The KR20DDET was announced at the 2016 Paris Motor Show as the VC Turbo which had Nissan's new variable compression technology. The engine was introduced to Nissan's production cars in 2019 in the Infiniti QX50 and the Nissan Altima replacing the previous V6 options. It was touted as the world's first production-ready variable compression ratio engine.

Applications:
- 2017–2025 Infiniti QX50 (J55) 268 hp @5600rpm, 280 lbft @4400rpm
- 2021–2025 Infiniti QX55 (J55) 268 hp @5600rpm, 280 lbft @4400rpm
- 2022–present Infiniti QX60 (L51) 268 hp, 286 lbft
- 2023–present Nissan Pathfinder (R53) (China)

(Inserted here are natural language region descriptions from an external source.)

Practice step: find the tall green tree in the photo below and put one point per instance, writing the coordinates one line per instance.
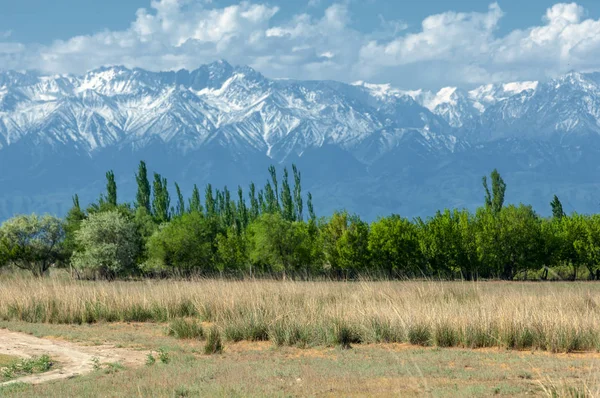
(311, 210)
(209, 201)
(161, 199)
(287, 201)
(242, 210)
(111, 189)
(142, 197)
(494, 200)
(254, 203)
(108, 244)
(299, 206)
(186, 244)
(32, 243)
(72, 224)
(195, 206)
(394, 247)
(557, 209)
(180, 209)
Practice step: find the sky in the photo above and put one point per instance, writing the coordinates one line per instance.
(409, 44)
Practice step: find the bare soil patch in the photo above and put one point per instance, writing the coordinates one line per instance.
(72, 359)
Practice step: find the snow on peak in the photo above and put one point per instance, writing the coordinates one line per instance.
(518, 87)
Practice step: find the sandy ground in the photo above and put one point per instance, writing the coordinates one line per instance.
(71, 359)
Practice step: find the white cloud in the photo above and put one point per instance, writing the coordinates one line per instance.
(448, 48)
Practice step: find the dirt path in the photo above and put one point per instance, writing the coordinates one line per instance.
(73, 359)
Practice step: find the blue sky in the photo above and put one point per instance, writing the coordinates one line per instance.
(410, 44)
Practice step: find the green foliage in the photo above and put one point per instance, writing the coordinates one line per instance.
(266, 232)
(394, 246)
(27, 366)
(494, 200)
(195, 206)
(180, 209)
(161, 200)
(32, 243)
(142, 198)
(163, 356)
(187, 243)
(557, 209)
(109, 245)
(111, 189)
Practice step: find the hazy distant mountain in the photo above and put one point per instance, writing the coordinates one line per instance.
(369, 148)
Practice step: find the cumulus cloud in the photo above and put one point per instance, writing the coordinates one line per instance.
(447, 48)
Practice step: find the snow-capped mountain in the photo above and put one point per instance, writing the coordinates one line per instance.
(371, 148)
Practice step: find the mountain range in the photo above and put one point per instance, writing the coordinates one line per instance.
(369, 148)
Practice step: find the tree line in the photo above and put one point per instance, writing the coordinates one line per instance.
(273, 230)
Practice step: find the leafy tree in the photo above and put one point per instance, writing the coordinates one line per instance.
(346, 243)
(394, 246)
(186, 244)
(142, 198)
(232, 252)
(108, 244)
(32, 243)
(509, 242)
(557, 209)
(273, 241)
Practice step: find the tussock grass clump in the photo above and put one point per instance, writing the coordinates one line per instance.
(214, 345)
(181, 328)
(419, 334)
(26, 366)
(343, 336)
(558, 317)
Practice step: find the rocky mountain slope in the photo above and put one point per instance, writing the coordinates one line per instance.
(370, 148)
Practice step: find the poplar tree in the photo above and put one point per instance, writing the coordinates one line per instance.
(494, 200)
(142, 199)
(242, 209)
(111, 189)
(180, 210)
(209, 201)
(195, 206)
(254, 203)
(311, 210)
(287, 202)
(298, 194)
(273, 174)
(161, 200)
(272, 206)
(557, 209)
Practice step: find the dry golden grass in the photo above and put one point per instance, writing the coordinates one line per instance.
(558, 317)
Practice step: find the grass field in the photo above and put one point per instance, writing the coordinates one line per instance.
(285, 338)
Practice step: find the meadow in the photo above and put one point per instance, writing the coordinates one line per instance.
(557, 317)
(285, 338)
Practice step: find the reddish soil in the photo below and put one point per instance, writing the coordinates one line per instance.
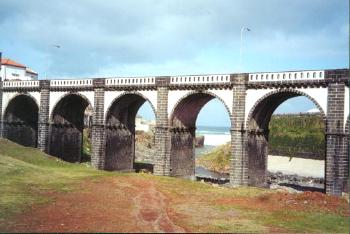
(135, 204)
(307, 201)
(100, 207)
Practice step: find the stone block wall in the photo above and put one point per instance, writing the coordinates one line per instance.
(336, 141)
(239, 160)
(1, 130)
(43, 119)
(162, 133)
(98, 127)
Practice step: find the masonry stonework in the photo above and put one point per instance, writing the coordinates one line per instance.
(337, 167)
(162, 132)
(253, 98)
(239, 161)
(98, 125)
(43, 123)
(1, 131)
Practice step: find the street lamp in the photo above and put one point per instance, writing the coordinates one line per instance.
(56, 46)
(241, 46)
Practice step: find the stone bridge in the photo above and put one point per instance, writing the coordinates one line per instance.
(48, 114)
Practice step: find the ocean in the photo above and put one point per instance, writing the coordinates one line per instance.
(214, 136)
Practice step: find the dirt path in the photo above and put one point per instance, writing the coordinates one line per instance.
(101, 206)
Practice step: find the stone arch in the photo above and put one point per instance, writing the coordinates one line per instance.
(182, 123)
(120, 130)
(289, 93)
(66, 129)
(64, 96)
(126, 93)
(199, 92)
(257, 125)
(20, 120)
(16, 95)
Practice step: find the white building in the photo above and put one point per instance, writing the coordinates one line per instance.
(11, 70)
(143, 124)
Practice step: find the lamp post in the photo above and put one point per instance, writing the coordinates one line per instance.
(241, 46)
(56, 46)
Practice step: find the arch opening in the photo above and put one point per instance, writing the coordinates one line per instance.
(292, 137)
(120, 132)
(21, 121)
(66, 130)
(183, 133)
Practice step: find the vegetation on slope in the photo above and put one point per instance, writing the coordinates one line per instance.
(297, 136)
(27, 173)
(217, 160)
(29, 178)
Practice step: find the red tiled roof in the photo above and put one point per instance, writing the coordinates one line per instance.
(10, 62)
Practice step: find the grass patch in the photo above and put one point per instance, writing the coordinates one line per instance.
(27, 174)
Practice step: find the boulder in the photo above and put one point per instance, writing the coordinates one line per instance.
(199, 142)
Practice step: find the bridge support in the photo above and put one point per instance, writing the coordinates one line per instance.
(98, 127)
(1, 128)
(162, 134)
(239, 163)
(336, 141)
(43, 123)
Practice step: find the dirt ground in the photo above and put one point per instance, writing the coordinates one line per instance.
(102, 206)
(135, 204)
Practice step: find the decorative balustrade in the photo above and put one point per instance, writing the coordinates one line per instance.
(21, 84)
(131, 81)
(286, 76)
(71, 83)
(200, 79)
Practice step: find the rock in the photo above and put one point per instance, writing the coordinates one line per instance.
(199, 142)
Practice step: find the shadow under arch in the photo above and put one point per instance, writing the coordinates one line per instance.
(258, 131)
(120, 131)
(66, 129)
(20, 121)
(183, 129)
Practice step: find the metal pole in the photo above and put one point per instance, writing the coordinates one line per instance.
(241, 48)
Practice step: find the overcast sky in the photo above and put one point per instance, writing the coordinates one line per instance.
(159, 37)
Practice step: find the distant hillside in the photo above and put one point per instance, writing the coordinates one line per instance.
(300, 135)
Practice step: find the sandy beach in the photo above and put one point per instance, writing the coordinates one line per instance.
(300, 166)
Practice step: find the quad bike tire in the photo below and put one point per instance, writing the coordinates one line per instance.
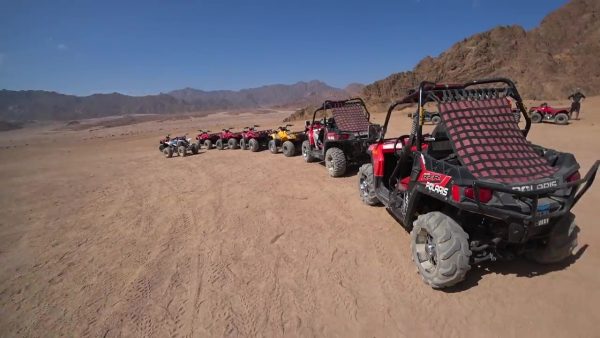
(561, 243)
(335, 162)
(254, 145)
(182, 151)
(273, 147)
(561, 118)
(306, 152)
(366, 185)
(440, 250)
(232, 143)
(536, 117)
(288, 149)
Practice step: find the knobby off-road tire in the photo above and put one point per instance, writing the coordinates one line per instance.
(254, 145)
(440, 250)
(366, 185)
(536, 117)
(273, 147)
(288, 149)
(561, 243)
(561, 118)
(232, 143)
(335, 162)
(306, 152)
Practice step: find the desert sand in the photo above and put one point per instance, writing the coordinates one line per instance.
(102, 236)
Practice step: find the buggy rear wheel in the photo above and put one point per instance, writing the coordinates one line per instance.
(561, 118)
(288, 149)
(440, 249)
(273, 147)
(254, 145)
(306, 152)
(366, 185)
(536, 117)
(560, 244)
(335, 161)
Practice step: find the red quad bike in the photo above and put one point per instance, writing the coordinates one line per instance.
(228, 138)
(545, 113)
(475, 189)
(341, 139)
(206, 138)
(254, 139)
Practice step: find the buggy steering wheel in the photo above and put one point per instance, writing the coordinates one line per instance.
(401, 140)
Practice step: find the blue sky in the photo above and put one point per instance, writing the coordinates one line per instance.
(145, 47)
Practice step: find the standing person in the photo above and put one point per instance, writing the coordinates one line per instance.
(576, 98)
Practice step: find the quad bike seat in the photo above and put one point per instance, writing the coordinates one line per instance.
(489, 143)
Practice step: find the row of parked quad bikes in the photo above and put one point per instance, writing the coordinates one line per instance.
(473, 190)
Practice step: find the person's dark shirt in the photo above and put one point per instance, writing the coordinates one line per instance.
(576, 97)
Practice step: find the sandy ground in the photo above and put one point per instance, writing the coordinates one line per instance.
(102, 236)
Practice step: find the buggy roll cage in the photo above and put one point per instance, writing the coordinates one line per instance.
(336, 104)
(433, 92)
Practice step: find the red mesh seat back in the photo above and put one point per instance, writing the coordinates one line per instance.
(490, 144)
(351, 117)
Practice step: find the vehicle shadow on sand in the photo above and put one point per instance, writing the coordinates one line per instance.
(519, 267)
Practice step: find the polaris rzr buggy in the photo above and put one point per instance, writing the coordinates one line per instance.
(475, 189)
(341, 137)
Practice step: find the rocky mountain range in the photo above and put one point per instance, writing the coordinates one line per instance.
(45, 105)
(547, 62)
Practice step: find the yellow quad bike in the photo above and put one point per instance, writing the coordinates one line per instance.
(290, 142)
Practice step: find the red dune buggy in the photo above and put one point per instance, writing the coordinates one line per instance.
(475, 189)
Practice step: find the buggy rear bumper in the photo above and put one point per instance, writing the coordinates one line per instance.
(567, 202)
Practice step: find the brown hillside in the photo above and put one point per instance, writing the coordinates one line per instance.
(547, 62)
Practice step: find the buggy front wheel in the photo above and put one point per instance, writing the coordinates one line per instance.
(273, 147)
(561, 118)
(288, 149)
(335, 161)
(366, 185)
(440, 249)
(306, 152)
(253, 145)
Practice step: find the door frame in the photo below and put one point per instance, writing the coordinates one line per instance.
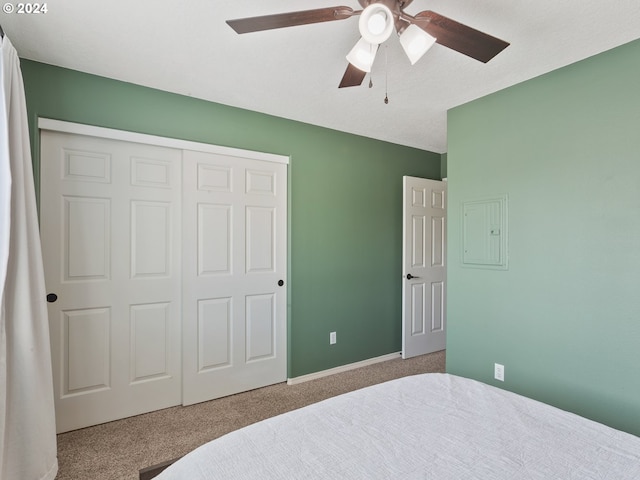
(427, 339)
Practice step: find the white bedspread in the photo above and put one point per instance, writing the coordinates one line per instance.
(432, 426)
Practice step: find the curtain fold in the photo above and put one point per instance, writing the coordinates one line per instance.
(27, 416)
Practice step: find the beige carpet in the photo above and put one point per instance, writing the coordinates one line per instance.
(118, 450)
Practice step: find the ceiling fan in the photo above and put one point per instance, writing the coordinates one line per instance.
(377, 20)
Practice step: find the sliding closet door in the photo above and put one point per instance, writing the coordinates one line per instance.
(111, 237)
(234, 304)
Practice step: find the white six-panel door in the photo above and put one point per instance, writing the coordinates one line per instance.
(167, 283)
(234, 275)
(424, 268)
(110, 214)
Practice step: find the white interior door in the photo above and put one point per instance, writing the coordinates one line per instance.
(424, 269)
(110, 227)
(235, 224)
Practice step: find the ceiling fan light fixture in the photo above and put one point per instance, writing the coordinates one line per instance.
(376, 23)
(362, 55)
(415, 42)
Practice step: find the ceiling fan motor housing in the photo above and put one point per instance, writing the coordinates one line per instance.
(377, 21)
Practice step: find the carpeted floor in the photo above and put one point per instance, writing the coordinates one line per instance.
(118, 450)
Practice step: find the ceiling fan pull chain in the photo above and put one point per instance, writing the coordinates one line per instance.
(386, 75)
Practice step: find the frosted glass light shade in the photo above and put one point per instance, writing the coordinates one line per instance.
(376, 23)
(416, 42)
(362, 55)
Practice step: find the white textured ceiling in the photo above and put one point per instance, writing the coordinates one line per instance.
(185, 47)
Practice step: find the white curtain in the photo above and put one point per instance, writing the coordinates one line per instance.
(27, 419)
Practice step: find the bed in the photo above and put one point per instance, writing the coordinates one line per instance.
(430, 426)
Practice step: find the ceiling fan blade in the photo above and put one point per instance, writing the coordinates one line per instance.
(352, 77)
(291, 19)
(459, 37)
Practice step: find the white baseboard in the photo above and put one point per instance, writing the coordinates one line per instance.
(342, 368)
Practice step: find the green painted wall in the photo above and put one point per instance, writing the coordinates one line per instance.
(345, 203)
(564, 319)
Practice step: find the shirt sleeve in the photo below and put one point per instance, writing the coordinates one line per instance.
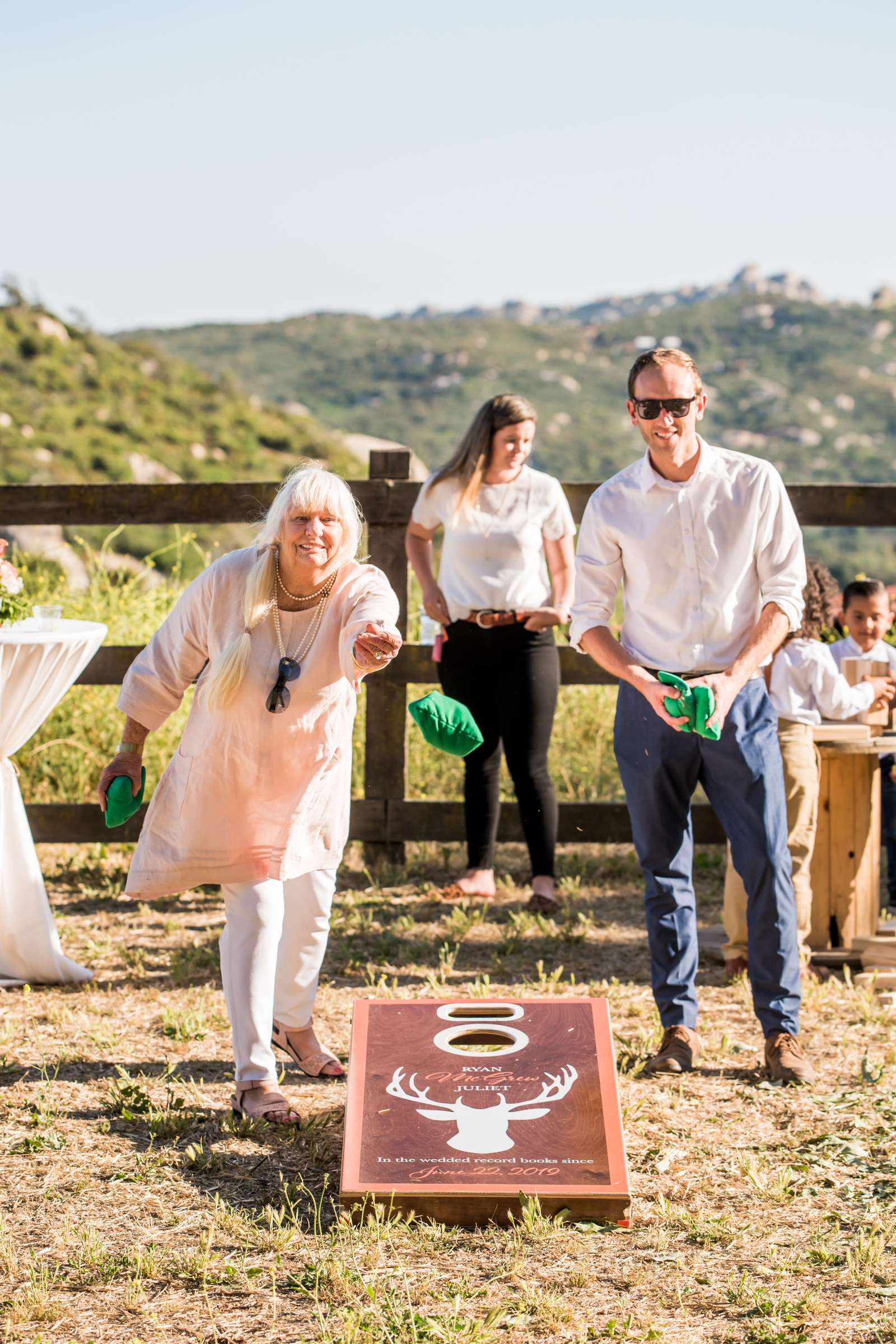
(156, 680)
(374, 600)
(834, 697)
(429, 506)
(559, 519)
(836, 651)
(598, 573)
(781, 561)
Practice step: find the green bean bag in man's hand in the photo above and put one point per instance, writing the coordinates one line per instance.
(698, 703)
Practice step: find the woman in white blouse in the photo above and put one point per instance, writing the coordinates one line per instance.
(497, 605)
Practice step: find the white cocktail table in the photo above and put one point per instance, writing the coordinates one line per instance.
(36, 669)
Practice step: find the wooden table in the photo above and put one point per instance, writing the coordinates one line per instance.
(846, 867)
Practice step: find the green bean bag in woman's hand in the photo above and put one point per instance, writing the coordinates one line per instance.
(120, 801)
(446, 724)
(698, 703)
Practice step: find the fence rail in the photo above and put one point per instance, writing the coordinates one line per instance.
(386, 818)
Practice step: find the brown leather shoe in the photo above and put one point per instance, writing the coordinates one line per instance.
(735, 967)
(679, 1052)
(786, 1060)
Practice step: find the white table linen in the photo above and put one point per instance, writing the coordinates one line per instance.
(36, 669)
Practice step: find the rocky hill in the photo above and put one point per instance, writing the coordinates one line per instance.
(808, 384)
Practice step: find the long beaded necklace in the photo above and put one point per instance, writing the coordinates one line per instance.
(305, 644)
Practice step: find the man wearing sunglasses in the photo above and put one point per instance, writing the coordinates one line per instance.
(711, 559)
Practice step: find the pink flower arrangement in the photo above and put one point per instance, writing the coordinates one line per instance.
(14, 605)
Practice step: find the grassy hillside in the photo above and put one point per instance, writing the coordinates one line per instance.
(809, 386)
(76, 407)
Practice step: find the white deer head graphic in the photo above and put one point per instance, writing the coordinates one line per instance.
(484, 1130)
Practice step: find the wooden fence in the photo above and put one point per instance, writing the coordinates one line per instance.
(385, 818)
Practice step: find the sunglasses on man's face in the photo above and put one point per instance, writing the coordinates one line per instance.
(278, 699)
(649, 408)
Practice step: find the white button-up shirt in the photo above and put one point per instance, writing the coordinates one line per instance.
(698, 559)
(806, 684)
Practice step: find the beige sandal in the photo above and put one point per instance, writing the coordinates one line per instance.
(272, 1105)
(312, 1065)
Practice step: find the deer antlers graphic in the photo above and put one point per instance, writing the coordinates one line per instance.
(483, 1130)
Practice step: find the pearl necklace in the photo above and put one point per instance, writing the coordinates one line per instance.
(298, 597)
(305, 646)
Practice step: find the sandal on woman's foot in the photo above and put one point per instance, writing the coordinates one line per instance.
(542, 905)
(269, 1104)
(312, 1065)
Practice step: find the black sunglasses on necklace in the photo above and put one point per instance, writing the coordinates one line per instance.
(649, 408)
(278, 699)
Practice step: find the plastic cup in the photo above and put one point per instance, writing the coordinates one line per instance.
(48, 616)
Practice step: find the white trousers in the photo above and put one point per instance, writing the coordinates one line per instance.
(272, 949)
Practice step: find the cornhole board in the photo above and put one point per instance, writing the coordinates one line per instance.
(456, 1108)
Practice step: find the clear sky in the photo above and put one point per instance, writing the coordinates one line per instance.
(183, 160)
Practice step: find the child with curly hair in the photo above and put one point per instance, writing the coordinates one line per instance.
(806, 687)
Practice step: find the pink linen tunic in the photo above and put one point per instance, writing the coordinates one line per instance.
(251, 795)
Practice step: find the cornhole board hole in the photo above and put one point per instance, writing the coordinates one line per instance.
(457, 1108)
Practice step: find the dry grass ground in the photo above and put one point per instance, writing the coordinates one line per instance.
(133, 1208)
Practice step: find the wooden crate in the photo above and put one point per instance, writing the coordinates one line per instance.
(846, 866)
(441, 1124)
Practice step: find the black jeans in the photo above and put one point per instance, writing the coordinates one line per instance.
(508, 678)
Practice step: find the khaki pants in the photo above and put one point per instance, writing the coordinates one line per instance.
(802, 783)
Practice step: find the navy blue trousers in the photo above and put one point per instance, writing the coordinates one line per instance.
(743, 778)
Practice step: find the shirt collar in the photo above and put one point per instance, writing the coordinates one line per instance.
(851, 644)
(708, 464)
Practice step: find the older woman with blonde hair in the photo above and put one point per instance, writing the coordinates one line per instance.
(277, 639)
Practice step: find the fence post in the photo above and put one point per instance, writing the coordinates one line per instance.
(386, 729)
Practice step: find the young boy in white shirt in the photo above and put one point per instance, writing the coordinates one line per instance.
(868, 617)
(806, 687)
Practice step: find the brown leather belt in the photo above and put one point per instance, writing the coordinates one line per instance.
(487, 619)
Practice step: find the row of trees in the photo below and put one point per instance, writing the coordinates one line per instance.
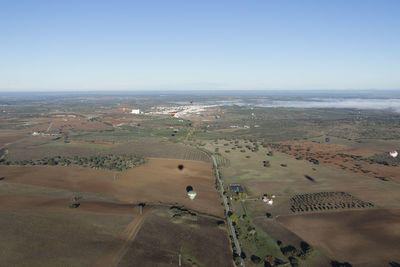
(108, 162)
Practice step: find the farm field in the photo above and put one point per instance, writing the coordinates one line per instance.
(351, 235)
(158, 181)
(348, 158)
(36, 148)
(163, 237)
(40, 197)
(116, 184)
(326, 192)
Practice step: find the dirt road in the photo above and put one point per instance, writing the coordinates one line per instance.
(114, 254)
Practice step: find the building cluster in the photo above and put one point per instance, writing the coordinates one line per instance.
(47, 133)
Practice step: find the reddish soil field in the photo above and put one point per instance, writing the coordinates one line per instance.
(362, 238)
(159, 181)
(340, 157)
(66, 124)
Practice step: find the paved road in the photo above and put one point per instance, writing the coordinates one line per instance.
(224, 198)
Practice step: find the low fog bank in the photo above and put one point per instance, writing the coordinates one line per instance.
(392, 104)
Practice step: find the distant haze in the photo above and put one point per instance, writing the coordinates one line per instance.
(199, 45)
(393, 104)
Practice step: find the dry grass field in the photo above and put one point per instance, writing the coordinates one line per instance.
(158, 181)
(40, 229)
(199, 240)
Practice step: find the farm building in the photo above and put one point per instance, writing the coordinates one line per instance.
(51, 133)
(236, 188)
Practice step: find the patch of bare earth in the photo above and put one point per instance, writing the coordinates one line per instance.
(340, 157)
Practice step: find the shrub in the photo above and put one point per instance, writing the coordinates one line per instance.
(255, 259)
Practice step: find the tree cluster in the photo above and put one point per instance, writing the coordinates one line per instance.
(108, 162)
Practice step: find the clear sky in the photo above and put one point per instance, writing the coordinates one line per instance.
(183, 45)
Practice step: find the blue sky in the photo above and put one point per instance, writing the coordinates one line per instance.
(195, 45)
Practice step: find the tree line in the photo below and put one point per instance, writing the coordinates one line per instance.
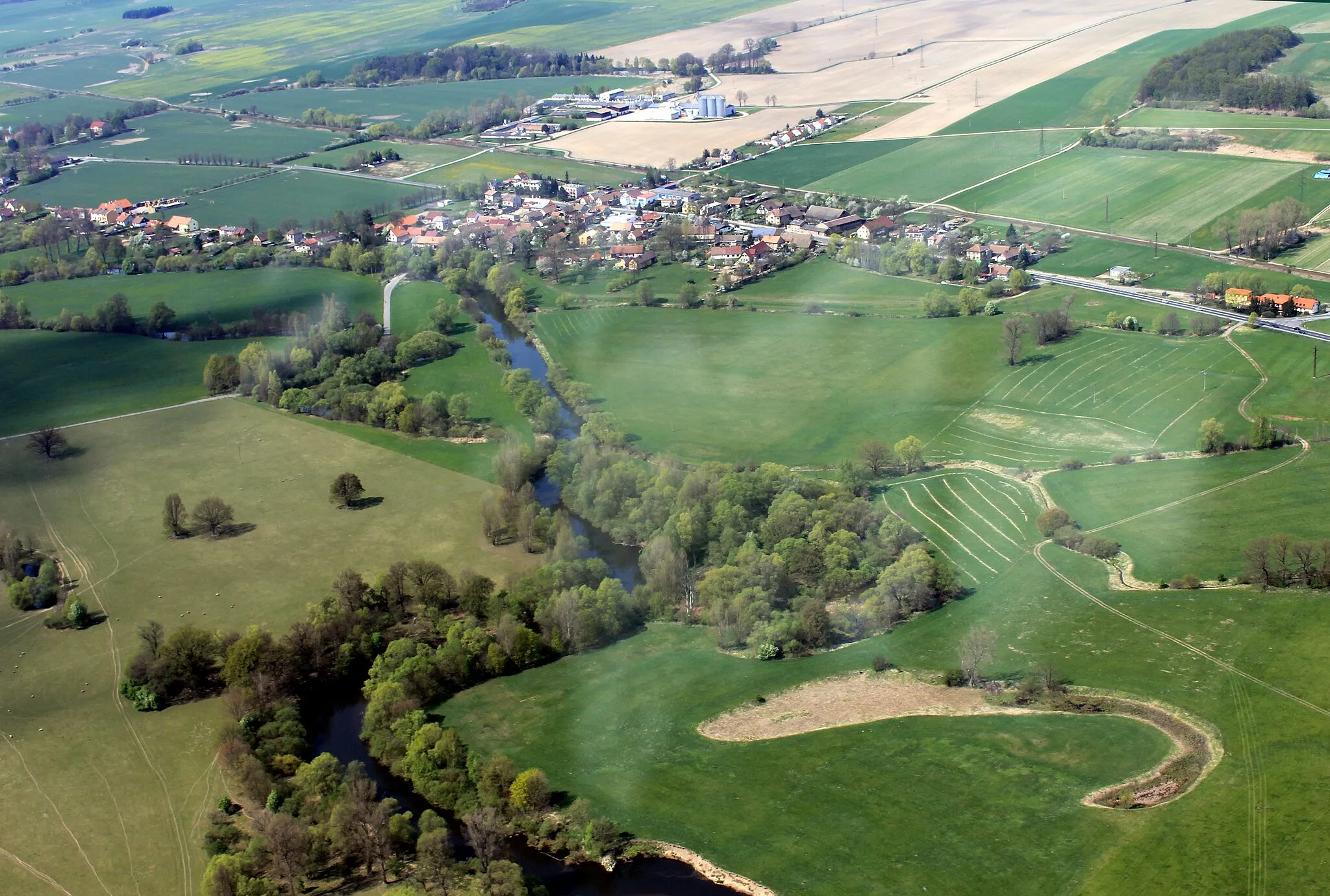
(1220, 71)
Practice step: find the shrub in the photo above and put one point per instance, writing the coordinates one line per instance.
(1052, 520)
(1100, 547)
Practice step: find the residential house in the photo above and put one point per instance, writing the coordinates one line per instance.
(181, 225)
(724, 256)
(879, 228)
(1237, 298)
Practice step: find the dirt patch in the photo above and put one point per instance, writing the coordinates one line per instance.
(1247, 151)
(849, 699)
(864, 697)
(709, 870)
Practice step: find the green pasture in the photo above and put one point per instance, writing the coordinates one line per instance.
(417, 155)
(62, 378)
(301, 194)
(1107, 86)
(872, 116)
(133, 790)
(840, 288)
(1203, 535)
(930, 169)
(784, 387)
(499, 165)
(1172, 194)
(981, 523)
(802, 164)
(471, 373)
(407, 104)
(171, 134)
(809, 390)
(1099, 394)
(1087, 256)
(95, 182)
(666, 279)
(225, 295)
(879, 808)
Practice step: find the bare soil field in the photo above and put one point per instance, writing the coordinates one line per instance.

- 2019–2024 Nissan Altima (L34) 248 hp @5600rpm, 280. lbft @1600rpm
- 2024–present Nissan Murano (Z53) 241 hp, 260. lbft
- 2025–present Nissan Teana Plus (China)
- 2026–present Infiniti QX65

== NHTSA investigation ==
On December 13, 2023, American agency NHTSA opened an investigation into customer complaints of engine failure in the Nissan's KR15DDT and KR20DDET engines, the former being used since the Nissan Rogue update in 2022. The complaints allege engine failure, loss of motive power, engine knock, or noise and/or metal chunks and shavings being found in the oil pan of vehicles with these engines. The cause appears to be seizures and damages to the main bearings and L-links. Nissan stated that they are attempting to address these failures by changing their manufacturing process.